Dans un vote majoritaire, mais pas unanime, la FQS a ainsi décidé d'attendre que la Fédération internationale de football association (FIFA) se prononce sur le port du turban avant de l'autoriser dans la province. Elle a du même coup choisi de faire bande à part par rapport au reste du pays, où les joueurs de soccer peuvent porter le turban sans problème en vertu d'une directive en ce sens de la part de Soccer Canada.

La FIFA autorise le port d'un modèle précis de hijab pour les joueuses de soccer, mais elle n'a toujours pas pris position sur les turbans, patkas et keskis portés par les adeptes du sikhisme.

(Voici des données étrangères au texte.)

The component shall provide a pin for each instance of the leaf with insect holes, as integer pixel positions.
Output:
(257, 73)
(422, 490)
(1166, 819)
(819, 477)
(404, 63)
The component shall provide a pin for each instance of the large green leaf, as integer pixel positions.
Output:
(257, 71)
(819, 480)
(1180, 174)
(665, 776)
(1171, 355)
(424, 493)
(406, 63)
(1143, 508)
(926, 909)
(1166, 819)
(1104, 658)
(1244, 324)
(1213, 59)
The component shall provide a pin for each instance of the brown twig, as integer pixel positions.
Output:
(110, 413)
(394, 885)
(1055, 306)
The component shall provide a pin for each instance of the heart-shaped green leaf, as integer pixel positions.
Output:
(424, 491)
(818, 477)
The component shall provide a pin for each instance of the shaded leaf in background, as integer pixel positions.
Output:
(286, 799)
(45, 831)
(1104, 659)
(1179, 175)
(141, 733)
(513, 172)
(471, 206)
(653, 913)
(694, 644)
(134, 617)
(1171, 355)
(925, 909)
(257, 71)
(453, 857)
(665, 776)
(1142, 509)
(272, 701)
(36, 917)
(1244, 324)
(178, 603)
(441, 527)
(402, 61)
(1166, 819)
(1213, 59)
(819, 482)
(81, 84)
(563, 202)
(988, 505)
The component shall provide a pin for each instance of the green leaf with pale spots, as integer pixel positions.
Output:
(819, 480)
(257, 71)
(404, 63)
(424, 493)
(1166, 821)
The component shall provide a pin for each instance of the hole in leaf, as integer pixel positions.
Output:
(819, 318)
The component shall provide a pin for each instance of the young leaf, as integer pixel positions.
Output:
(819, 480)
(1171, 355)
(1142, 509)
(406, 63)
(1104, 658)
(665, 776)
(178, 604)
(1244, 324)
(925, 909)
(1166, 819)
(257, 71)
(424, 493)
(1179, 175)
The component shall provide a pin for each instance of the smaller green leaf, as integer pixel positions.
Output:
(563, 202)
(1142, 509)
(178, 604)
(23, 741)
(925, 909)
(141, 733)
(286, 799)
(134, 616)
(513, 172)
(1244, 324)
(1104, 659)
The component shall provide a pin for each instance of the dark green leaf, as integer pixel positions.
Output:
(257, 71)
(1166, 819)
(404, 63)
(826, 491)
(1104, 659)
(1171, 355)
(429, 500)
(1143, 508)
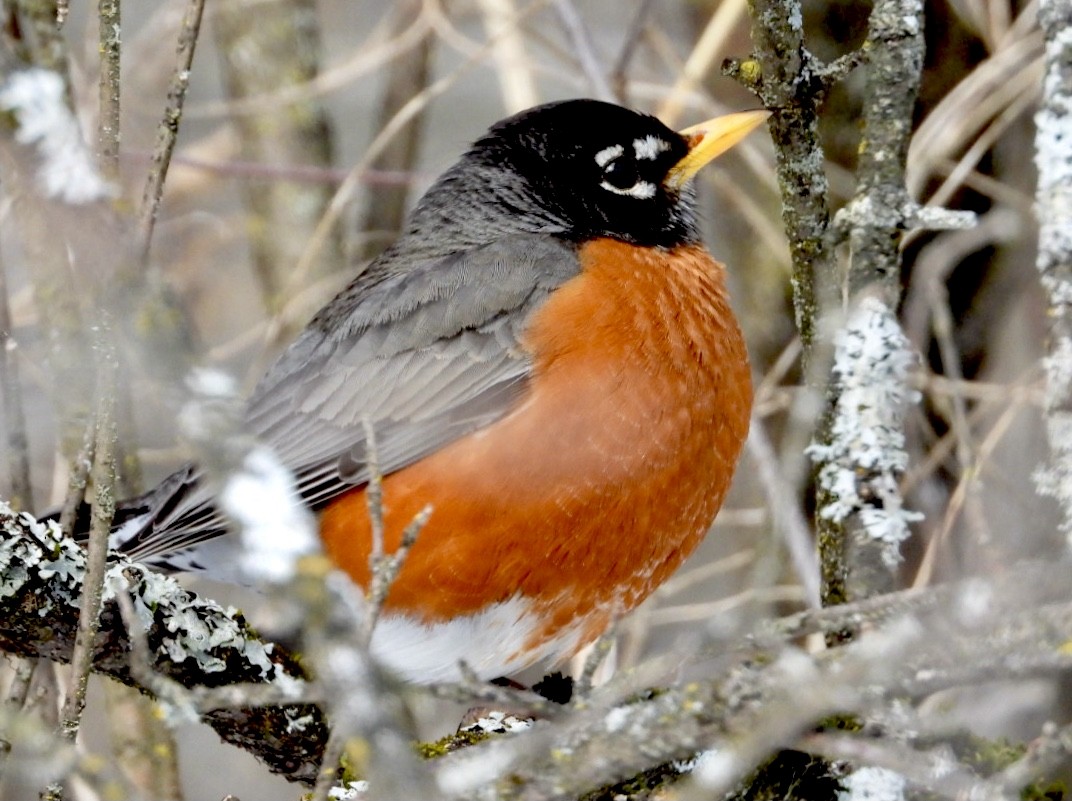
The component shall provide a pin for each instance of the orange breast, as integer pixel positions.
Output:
(604, 479)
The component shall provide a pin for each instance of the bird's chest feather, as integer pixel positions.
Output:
(587, 495)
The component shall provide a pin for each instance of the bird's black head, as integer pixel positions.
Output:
(578, 169)
(598, 167)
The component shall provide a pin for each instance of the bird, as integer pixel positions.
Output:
(548, 358)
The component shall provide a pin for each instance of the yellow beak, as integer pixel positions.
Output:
(710, 139)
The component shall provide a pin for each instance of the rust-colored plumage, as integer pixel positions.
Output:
(606, 476)
(548, 357)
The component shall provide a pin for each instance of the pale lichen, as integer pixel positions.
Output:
(862, 463)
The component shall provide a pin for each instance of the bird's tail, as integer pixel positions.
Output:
(163, 527)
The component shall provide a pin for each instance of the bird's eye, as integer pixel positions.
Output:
(621, 174)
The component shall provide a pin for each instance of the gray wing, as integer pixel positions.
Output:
(428, 354)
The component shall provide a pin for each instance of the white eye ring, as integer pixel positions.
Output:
(643, 190)
(608, 154)
(650, 147)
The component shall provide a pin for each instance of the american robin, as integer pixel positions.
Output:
(549, 358)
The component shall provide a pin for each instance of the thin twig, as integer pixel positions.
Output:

La FIFA teste le port du hijab - qui inspirait des craintes d'étouffement, car il entoure le cou - jusqu'en mars 2014, après quoi elle annoncera sa position officielle.

«La question du turban ne sera pas abordée avant la fin du test pour le hijab», remarque Balpreet Singh, de l'Organisation mondiale des sikhs du Canada. D'ici là, cette organisation estime que 100 à 200 sikhs du Québec devront s'abstenir de jouer au soccer parce qu'ils portent le turban.

«Nous croyons à l'intégration, et de dire à des enfants qu'ils ne peuvent pas jouer avec les autres, c'est dévastateur», croit Balpreet Singh.

De son côté, Brigitte Frot souligne que la question culturelle n'a pas influencé la décision de la FQS, qui s'est concentrée sur les enjeux de sécurité. Aux personnes mécontentes de la décision de son organisation, elle suggère de s'adresser à la FIFA.

Or selon les membres de la communauté sikhe avec qui La Presse s'est entretenue, cette démarche est quasi impossible, puisque seuls les membres de la FIFA, comme Soccer Canada, peuvent communiquer directement avec l'association. Il a été impossible de rejoindre cette organisation basée en Suisse lundi après-midi, celle-ci étant déjà fermée en raison du décalage horaire.

«Nous représentons tous les joueurs de soccer, pas les individus», s'est défendue Brigitte Prot quand on lui a demandé si son organisation ne devrait pas porter la cause des sikhs devant les instances qui la régisse. «Dès que le règlement sera modifié par la FIFA, il nous fera plaisir de l'appliquer», a-t-elle ensuite assuré.